IHS Markit’s services and manufacturing gauges came in at 54.8 and 53.6, respectively, easily beating estimates of 51 and 52.
“Total new business rose for the first time since February and at a solid rate”, the color accompanying the survey reads. “Manufacturing firms registered a steeper expansion in new order inflows than in July, while service providers signaled a renewed increase in sales”.
This comes at the end of a week that featured disappointments on both the Empire and Philly Fed gauges. In that regard, it’s good news (or cognitive dissonance, depending on your penchant for skepticism).
Another encouraging bit of color from the preliminary read for August finds IHS Markit noting that “firms signaled an accelerated rise in hiring, as greater new business inflows led to increased pressure on capacity”. Some companies, Markit notes, “also mentioned that time taken to establish safe businesses practices had now allowed them to expand their workforce numbers”.
In addition to painting a brighter picture than what the market got from the latest read on jobless claims Thursday, that excerpt speaks to the notion that establishing safety protocols is conducive to recovery, even if it takes some time. August marks the first comfortably-expansionary services print on the IHS Markit gauge since the onset of the pandemic.
This comes with all of the usual caveats, both about the reliability of PMIs in exigent circumstances such as those which persist currently, and the distinct possibility that the stimulus deadlock in Washington will ultimately dent confidence among businesses.
“Expectations regarding output over the coming year dipped slightly from July due to uncertainty stemming from the pandemic and the upcoming election”, economist Siân Jones cautioned.
Meanwhile, the US housing market continues to be a bright spot. Existing home sales registered a record 24.7% gain in July.
The 5.86 million pace is the highest since December 2006 (i.e., the highest since the housing bubble).
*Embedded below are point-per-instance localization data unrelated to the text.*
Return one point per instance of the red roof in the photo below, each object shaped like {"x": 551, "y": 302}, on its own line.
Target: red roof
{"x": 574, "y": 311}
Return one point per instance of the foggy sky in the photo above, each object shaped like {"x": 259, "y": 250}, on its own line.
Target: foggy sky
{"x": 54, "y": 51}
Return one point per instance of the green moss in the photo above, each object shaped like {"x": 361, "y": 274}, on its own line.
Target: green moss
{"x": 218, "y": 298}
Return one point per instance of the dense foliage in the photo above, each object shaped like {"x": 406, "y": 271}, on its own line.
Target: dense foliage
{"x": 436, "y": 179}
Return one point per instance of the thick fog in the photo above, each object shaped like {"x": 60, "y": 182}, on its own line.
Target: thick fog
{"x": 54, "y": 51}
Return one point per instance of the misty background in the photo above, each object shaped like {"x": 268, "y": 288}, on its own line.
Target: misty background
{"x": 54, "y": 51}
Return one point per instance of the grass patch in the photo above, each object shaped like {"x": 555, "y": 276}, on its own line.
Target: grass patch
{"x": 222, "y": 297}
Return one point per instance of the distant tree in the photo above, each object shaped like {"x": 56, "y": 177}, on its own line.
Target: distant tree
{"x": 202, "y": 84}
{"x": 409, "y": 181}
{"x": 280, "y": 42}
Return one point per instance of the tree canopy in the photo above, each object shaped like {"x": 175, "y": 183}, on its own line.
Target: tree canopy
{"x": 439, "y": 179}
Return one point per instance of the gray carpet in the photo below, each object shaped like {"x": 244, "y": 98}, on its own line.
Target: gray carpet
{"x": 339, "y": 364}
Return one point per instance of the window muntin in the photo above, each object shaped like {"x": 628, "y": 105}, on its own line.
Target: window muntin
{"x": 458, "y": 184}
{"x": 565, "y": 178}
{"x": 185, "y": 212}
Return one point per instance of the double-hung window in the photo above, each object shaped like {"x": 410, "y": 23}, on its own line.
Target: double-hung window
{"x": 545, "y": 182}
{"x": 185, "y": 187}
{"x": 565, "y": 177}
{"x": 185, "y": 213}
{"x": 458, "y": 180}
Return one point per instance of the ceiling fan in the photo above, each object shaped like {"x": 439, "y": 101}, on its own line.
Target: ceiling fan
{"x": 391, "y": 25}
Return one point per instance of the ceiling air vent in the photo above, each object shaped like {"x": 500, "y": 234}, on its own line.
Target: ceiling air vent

“The housing market is well past the recovery phase and is now booming with higher home sales compared to the pre-pandemic days”, Lawrence Yun, NAR’s chief economist, beamed. “With the sizable shift in remote work, current homeowners are looking for larger homes and this will lead to a secondary level of demand even into 2021”.
Of course, record-low rates help. What happens if they rise?
Anyway, good news is good news, I suppose. The median existing-home price for all housing types in July was $304,100. That was up 8.5% YoY, and marks the first time in history that national median home prices breached the $300,000 level.
Finally, it’s worth mentioning that while the comparison is apples-to-oranges, University of Michigan sentiment now sticks out as being perceptibly disconnected from measures of business activity.
Again, that’s apples-to-oranges, but “it is what it is”, as the president would say.